Although public statements of strategic priorities are common, they don’t always do a good job of clearly signaling a company’s future direction. Many S&P 500 companies list strategic priorities that are too numerous, vague, difficult to measure, or untethered from an underlying view of how the management team will create and capture economic value.
Based on our analysis of S&P 500 companies and our work with organizations trying to communicate their strategic priorities, we identified six characteristics that increase the clarity and credibility of external communications. Leaders communicate strategic priorities most effectively when they do the following:
- Limit strategic priorities to a handful. A narrow set of clear objectives indicates that the top leadership team has done the hard work of making trade-offs among competing objectives. This effort of making choices — rather than publishing a laundry list of goals — signals the top leaders’ commitment to those objectives. A handful of strategic priorities makes it easier for external stakeholders to assess what matters most to the company.
- Provide a concise explanation of what a priority means. Some companies listed short strategic priorities like “invest in infrastructure” or “international expansion” without elaborating on the meaning of these objectives. Other companies, in contrast, provided concise descriptions that fleshed out their priorities. Salesforce.com, for instance, elaborated on its priority of “expanding into new horizontal markets” by explaining that as “part of our growth strategy, we are delivering innovative solutions in new categories, including analytics, commerce, and IoT [internet of things].”1
- Clarify how a priority will be accomplished. Another way to flesh out what a strategic priority means in practice is to give concrete examples of how the company intends to achieve that objective. Salesforce.com listed “extending existing service offerings” as another of its strategic priorities and provided an example: “We have invested heavily in artificial intelligence capabilities to create Salesforce Einstein, which will allow users of our products to deliver more predictive customer experiences.”2 Concrete examples assure stakeholders that the company understands what it will take to reach its goals.
- Explain why a priority matters. Companies should communicate why their priorities matter strategically and how they will help create and capture value. Expedia, for example, spelled out why its commitment to product innovation matters in terms of value to customers: The company’s innovations “make researching and shopping for travel increasingly easier and help customers find and book the best possible travel options.”3 Clarifying the “why” behind the “what” is particularly important if the priorities do not have an obvious impact on the bottom line in the short term.
- Measure progress toward achieving the priority. Some companies report a priority’s progress by tracking concrete metrics, such as cost reductions, market share, or new products launched. Video game producer Electronic Arts measures progress against its “commitment to digital” by tracking growth in digital sales on an annual basis.4 Measuring progress reinforces that the priorities still matter, that management takes them seriously, and that leaders will stake their reputation on making material progress — all of which increase the credibility of these commitments.

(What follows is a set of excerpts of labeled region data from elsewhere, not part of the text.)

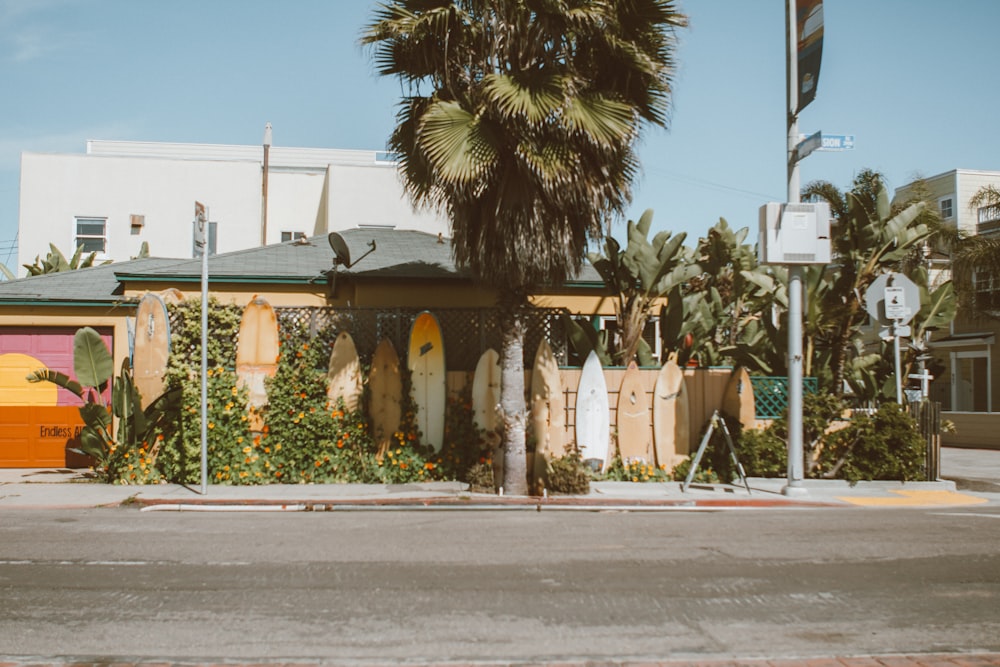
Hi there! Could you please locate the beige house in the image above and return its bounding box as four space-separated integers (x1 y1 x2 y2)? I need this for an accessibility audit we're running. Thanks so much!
895 169 1000 448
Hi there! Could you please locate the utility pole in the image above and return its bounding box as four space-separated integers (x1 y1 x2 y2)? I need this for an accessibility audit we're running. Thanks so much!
781 0 807 496
260 123 271 246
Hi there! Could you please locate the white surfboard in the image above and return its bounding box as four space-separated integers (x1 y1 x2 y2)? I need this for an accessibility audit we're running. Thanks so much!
576 351 611 470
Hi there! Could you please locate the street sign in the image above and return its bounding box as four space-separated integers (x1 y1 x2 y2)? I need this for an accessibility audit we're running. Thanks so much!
885 287 910 320
795 131 823 160
816 134 854 151
865 273 920 327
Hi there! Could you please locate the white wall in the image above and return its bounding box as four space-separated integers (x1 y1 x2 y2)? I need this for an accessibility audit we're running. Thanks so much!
18 153 260 266
17 141 448 275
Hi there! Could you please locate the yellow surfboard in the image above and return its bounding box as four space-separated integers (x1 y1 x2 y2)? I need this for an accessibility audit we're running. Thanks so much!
368 338 403 457
326 331 363 412
132 294 170 409
617 361 653 463
653 356 691 471
236 297 279 418
406 311 446 452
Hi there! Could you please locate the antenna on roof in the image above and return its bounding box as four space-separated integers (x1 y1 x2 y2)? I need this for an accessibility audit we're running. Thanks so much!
326 232 375 268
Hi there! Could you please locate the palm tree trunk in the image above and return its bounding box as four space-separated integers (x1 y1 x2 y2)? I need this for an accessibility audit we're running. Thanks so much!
500 293 528 496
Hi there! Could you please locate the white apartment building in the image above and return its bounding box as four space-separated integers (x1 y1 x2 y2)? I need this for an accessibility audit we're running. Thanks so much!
17 141 448 271
895 169 1000 445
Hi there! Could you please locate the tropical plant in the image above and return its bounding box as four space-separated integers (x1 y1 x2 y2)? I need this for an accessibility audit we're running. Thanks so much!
361 0 686 495
28 327 180 484
802 169 931 396
16 243 111 276
589 209 701 366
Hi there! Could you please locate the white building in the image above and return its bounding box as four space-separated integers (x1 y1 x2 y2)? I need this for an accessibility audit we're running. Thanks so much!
17 141 448 266
895 169 1000 446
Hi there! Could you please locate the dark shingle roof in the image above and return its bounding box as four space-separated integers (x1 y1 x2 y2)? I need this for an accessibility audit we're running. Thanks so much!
118 227 466 282
0 257 184 305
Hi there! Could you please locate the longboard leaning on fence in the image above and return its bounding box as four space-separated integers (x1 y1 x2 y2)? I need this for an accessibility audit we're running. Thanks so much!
472 348 503 488
528 338 566 484
576 351 611 471
406 311 447 452
653 356 691 471
722 366 757 428
326 331 363 412
132 294 170 409
617 361 653 463
236 296 279 431
368 338 403 458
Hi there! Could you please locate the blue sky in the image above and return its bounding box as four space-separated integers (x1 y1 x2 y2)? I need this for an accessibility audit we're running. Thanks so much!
0 0 1000 264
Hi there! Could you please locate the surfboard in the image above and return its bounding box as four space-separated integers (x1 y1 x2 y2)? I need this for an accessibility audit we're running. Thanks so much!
576 350 611 470
236 296 279 420
132 294 170 409
326 331 362 412
722 366 757 428
653 355 691 471
368 338 403 458
406 311 447 452
616 361 653 463
472 348 503 487
529 338 566 481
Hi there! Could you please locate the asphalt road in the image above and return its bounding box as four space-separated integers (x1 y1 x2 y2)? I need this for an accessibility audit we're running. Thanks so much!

- Set specific targets for the future. Leaders can signal their commitment to strategic priorities by setting concrete targets. In 2014, cruise ship operator Carnival Corp. gave teeth to its priority of “sustainable operations” by publicly committing to install “new air emissions technology on approximately 70% of our fleet by 2017.”5 By staking their reputation on hitting the targets, managers decrease the odds that these objectives will be dismissed as “cheap talk.” And once they achieve these targets, they also increase their credibility with external stakeholders.
These six steps are simple and intuitive, yet very few companies we have studied consistently do all of them. We identified 1,508 strategic priorities from S&P 500 companies that published strategic priorities in their annual report or 10-K. Of these priorities, only 41 (fewer than 3% of the total) met all six of our criteria. (See “Few Priorities Meet All Criteria for Effective Communication,” which displays the percentage of objectives meeting these characteristics.)
There may, of course, be sound competitive reasons to keep a company’s objectives secret. The very prevalence of public reporting, however, suggests that the benefits of publicly communicating strategic direction to external stakeholders often outweigh the benefits of cloaking a company’s priorities from rivals. And leaders who do want to signal their future intentions can use the six characteristics described above to increase the clarity of their communication and credibility of their commitments.